The night before the move I lay awake in bed cataloging the things I should have done to get ready, but didn’t. It was Schlock Warehouse moving day and I was not prepared. I know how to ship. I know how to run a shipping event. I know how to manage having inventory in storage units and the work station in my basement. But beyond broad strokes of knowing that I needed a truck and people, I didn’t really know how to proceed with moving. The truck was a source of stress, I’d never driven one before and the thought made me nervous. Once I survived driving the truck,I was going to have to provide instructions to a moving crew when I didn’t know the most efficient ways to work. I worried about these things the night before, or at least part of me did. The larger part was calm, because one thing that many shipping parties has taught me is that the Schlock volunteers are smart, helpful, and innovative. They solve problems when my brain is too tired to figure it out. This move was no exception.
These were the two storage units. They were thirty feet deep and each of those cardboard boxes represents 40lbs. We haven’t done the exact math because there are a lot of boxes and we were all pretty tired by the end, but our ballpark guess is that we schlepped 8-10 tons of things. Those are literal tons, meaning 16,000-20,000 pounds of stuff. On the first load we had to pull some boxes back off of the truck because it was riding too low. I wish we’d gotten a picture of that. Not a good thing when the wheel well is touching the top of the wheel.
I measured it. It is larger than the combined space in both our storage units. The office space is larger than my office and shipping room in my basement. Yet at 1am the night before I was convinced that it was not all going to fit. That fear lingered through the day, mostly because all day long I had to make decisions about where things would be put. The decisions felt crucial and irrevocable because we were so tired that I could not picture rearranging things later. I felt like I had to get it right, which I didn’t really. I just had to get all the things into one place so that I could begin to see how it all works. This is one of the reason I’m so very grateful for the helpers we had. They were my auxiliary brains and thus able to tell me everything was just fine.
The first merchandise moved into the warehouse prior to moving day, thus demonstrating that we are able to receive deliveries.
This same truck driver has delivered to our house on more than one occasion. He was pleased to see our new facility and admired our giant roll up door.
I love the great big door. We could back the truck all the way inside.
The other reason I need helpers for these big Schlock events is because they make me laugh. We loaded the truck with the musical theme from Tetris playing on some speakers while making jokes about things fitting. Later there was the Angry Birds theme with matching jokes. My helpers are always glad to come and I always owe them far more than I ever feel able to pay back. They come, and because of them I can do work that I would never be able to accomplish by myself. They make what we do possible and they keep me sane when my brain wants to tell me that I’m ruining everything.
We emptied the storage units. There is left over garbage in them that I need to clean out.

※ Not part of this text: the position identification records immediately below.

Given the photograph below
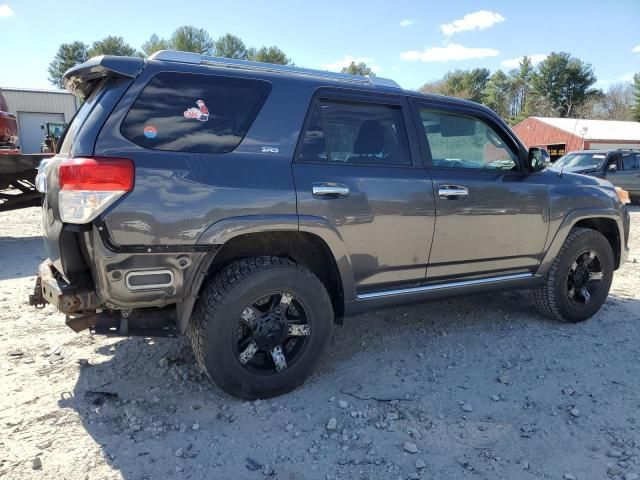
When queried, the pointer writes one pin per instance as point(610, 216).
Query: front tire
point(260, 325)
point(579, 279)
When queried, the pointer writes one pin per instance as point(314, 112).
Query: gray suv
point(253, 206)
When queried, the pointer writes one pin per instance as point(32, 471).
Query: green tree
point(191, 39)
point(154, 44)
point(112, 45)
point(520, 79)
point(230, 46)
point(498, 93)
point(68, 55)
point(564, 82)
point(636, 95)
point(268, 55)
point(468, 84)
point(358, 69)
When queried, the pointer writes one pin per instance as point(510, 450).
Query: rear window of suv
point(194, 113)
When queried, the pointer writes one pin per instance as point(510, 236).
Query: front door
point(358, 169)
point(491, 219)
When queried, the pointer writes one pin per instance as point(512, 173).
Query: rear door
point(358, 168)
point(628, 174)
point(491, 218)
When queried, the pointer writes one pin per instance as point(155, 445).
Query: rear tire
point(579, 279)
point(242, 317)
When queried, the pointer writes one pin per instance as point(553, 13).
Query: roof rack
point(196, 58)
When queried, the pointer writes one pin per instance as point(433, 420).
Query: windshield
point(579, 161)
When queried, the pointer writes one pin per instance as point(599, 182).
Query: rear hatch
point(100, 83)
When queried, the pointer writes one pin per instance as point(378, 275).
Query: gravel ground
point(475, 387)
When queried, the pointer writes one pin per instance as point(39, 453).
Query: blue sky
point(411, 41)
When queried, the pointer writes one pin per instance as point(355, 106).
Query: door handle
point(330, 190)
point(452, 192)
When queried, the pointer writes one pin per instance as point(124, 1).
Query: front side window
point(356, 133)
point(194, 113)
point(459, 141)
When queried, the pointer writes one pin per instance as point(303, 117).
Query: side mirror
point(538, 159)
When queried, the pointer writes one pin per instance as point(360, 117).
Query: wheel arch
point(606, 221)
point(314, 245)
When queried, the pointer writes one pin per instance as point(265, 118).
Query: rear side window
point(194, 113)
point(630, 161)
point(356, 133)
point(70, 134)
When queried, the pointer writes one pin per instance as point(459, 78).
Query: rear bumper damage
point(81, 306)
point(52, 288)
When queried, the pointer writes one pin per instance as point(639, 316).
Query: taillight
point(89, 185)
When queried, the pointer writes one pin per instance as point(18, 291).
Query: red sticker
point(201, 113)
point(150, 131)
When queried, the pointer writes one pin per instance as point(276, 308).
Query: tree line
point(185, 38)
point(559, 86)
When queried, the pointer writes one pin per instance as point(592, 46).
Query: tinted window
point(458, 141)
point(630, 161)
point(194, 113)
point(356, 133)
point(71, 132)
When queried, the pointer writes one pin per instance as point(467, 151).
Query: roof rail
point(196, 58)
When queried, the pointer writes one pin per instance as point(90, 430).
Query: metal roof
point(596, 129)
point(196, 58)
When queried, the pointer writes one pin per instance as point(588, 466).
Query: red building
point(564, 135)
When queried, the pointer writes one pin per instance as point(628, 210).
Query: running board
point(443, 286)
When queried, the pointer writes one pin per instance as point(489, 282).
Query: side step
point(147, 322)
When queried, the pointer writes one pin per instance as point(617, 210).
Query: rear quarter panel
point(178, 195)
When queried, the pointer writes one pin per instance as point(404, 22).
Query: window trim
point(461, 110)
point(186, 73)
point(360, 97)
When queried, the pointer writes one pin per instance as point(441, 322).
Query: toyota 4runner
point(253, 206)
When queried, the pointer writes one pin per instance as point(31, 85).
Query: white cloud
point(453, 51)
point(346, 60)
point(472, 21)
point(515, 62)
point(5, 11)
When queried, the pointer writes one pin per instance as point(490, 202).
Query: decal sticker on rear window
point(201, 113)
point(150, 131)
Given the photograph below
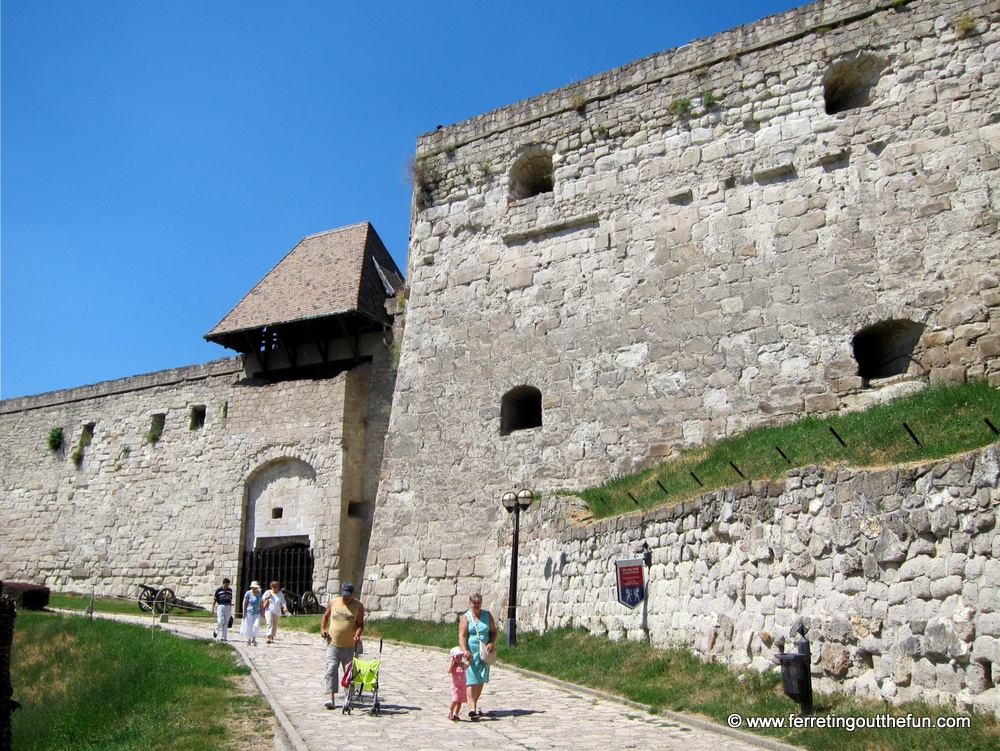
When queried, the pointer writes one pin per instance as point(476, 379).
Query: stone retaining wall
point(719, 228)
point(894, 573)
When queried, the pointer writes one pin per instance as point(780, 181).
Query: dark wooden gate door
point(292, 567)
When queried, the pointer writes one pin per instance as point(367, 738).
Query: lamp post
point(514, 503)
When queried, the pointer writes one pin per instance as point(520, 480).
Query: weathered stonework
point(893, 573)
point(698, 259)
point(795, 216)
point(179, 512)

Then I’ll need to sweep and go inform the office that they’re available again. It feels strange to see them empty like that. This morning I saw the matching padlocks sitting on my kitchen counter and I had a moment of panic “Oh no, I forgot to lock up the storage units!” But then realized that I would never lock up those units again. We’re done with that part and moved on to the next.
Even more strange was walking into my downstairs shipping room which is now half empty. We ran out of time with the truck before we completely cleared the shipping room. Which was fine, we were out of energy too. What is left are odds and ends that I can move at my leisure. Except it won’t be at my leisure, because I had a moment of panic standing in that half empty room.
I went to Howard and cried “I broke it. I broke the system I’ve used for shipping for the last seven years and I’m terrified that this will destroy everything.” Of course it won’t. The new set up will, obviously, create new problems especially at first, but it will be better in a hundred ways. The biggest is one that became clear after Howard commented.
“At least now the light will be off in that room. You always left the light on in your shipping room. I never understood that.”
It took a few moments of thought for me to figure out why I did that. On the occasions where I walked out of the room knowing I wouldn’t be back for awhile, I turned off the light. That was rare. Usually I stepped out for a moment, or got called away, or paused what I was doing and intended to come back. The light stayed on because I was always about to ship, in the middle of shipping, or not quite done shipping. That was the problem. I was never done and the shipping/convention prep work spilled all over the living spaces. It won’t be able to do that anymore. I’ll have to decide to go work and decide to lock up to come home. This is good. I am looking forward to it. However, it represents a fundamental shift in my life and a part of me is terrified that I’ve broken everything and we’re all doomed as a result. That part of my brain wanted me to jump in the car and drive to go check on the warehouse at 10pm last night. Just to make sure everything was okay.
Everything is fine.
All the merchandise fits.
I didn’t crash the truck.
The helpers were amazing.
And I’m not nearly as sore as I expected to be today.
That last part is good because I’ve really only begun working. There is still stuff to move out of my house and there is lots to organize over at the warehouse. Some of the organization need to happen pretty quickly because there are packages to mail.